3 thoughts on “Twinfant Tuesday: Going Back to Work After Maternity Leave (Part IV)”

  1. Great post! That is a lot of really important reasons and I’m sure I’ll have similar reasons once I go through the experience as well. And I agree with you that working moms tend to be happier and feel more fulfilled. I’m seeing this from my own friends.

  2. My perspective is a little different, as my “maternity leave” will have been five and a half years. 😉 Still, my biggest anxiety stems from the lack of schedule flexibility I will have. For example, when A lost her first tooth, we dropped everything and made a big day of celebration, starting with ice cream at 9:30am. :) What if this happens for B on a school day (and a work day for me)? She won’t have the same pomp and circumstance, and that just crushes me. I am sure we’ll find new ways to make things special…impromptu will become more relative…but I sure don’t look forward to that huge change for us.
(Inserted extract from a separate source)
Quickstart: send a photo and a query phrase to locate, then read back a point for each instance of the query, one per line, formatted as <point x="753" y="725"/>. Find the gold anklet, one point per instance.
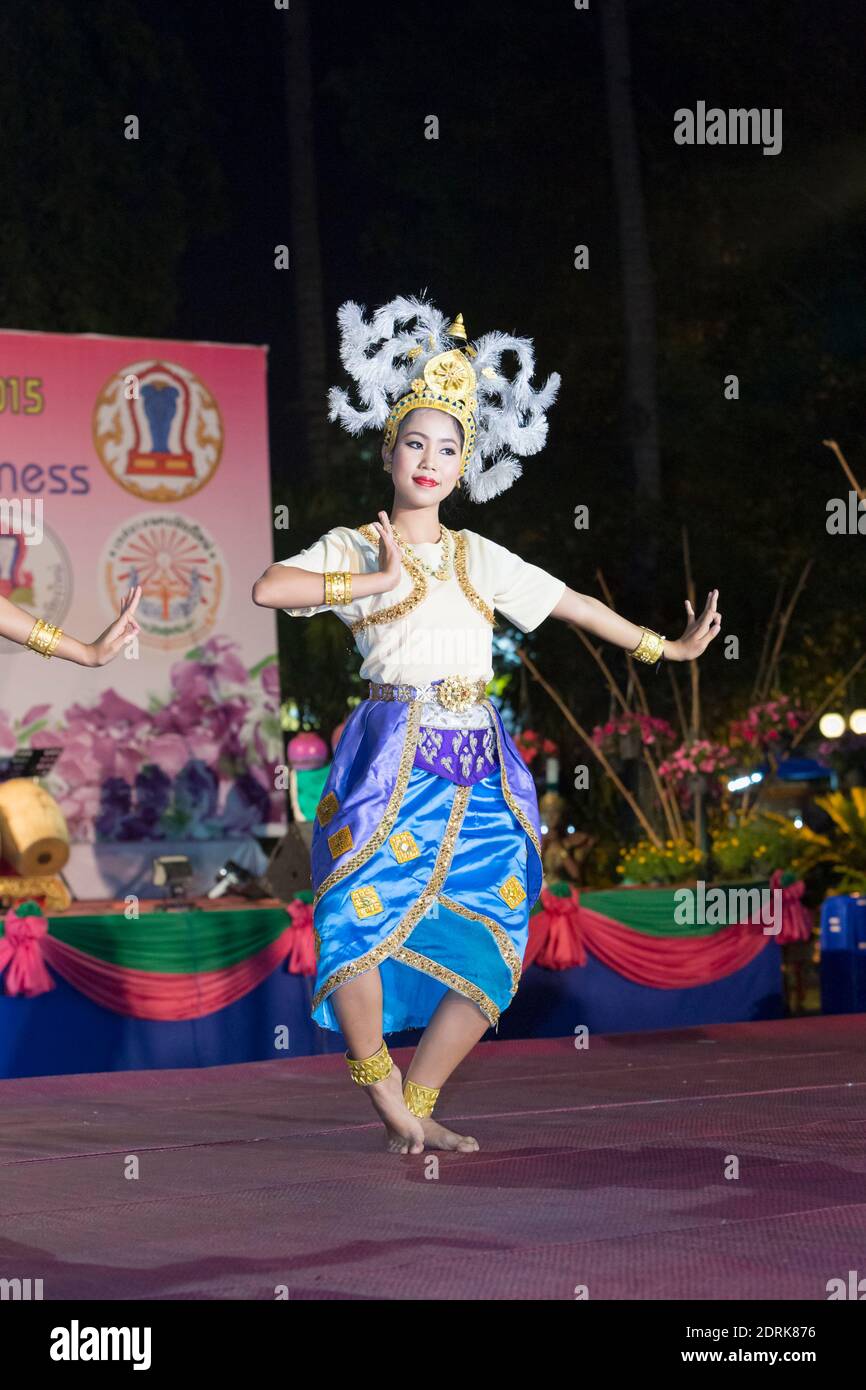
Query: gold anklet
<point x="420" y="1100"/>
<point x="364" y="1070"/>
    1. Ah, yes, limiting spontaneity to weekends is a challenge, as is the scheduling involved in making weekday special activities work. Most of my kids’ friends’ moms are SAHMs or work in the school system and have summers off, so there are times when my girls feel left out because of my work schedule. The main way we make these things work is to do small celebrations on weeknights, involving dessert, watching part of a movie, or reading together. Then larger things can wait for the weekend. My daughters’ friends’ parents are also really wonderful about picking them up for weekday activities I can’t attend.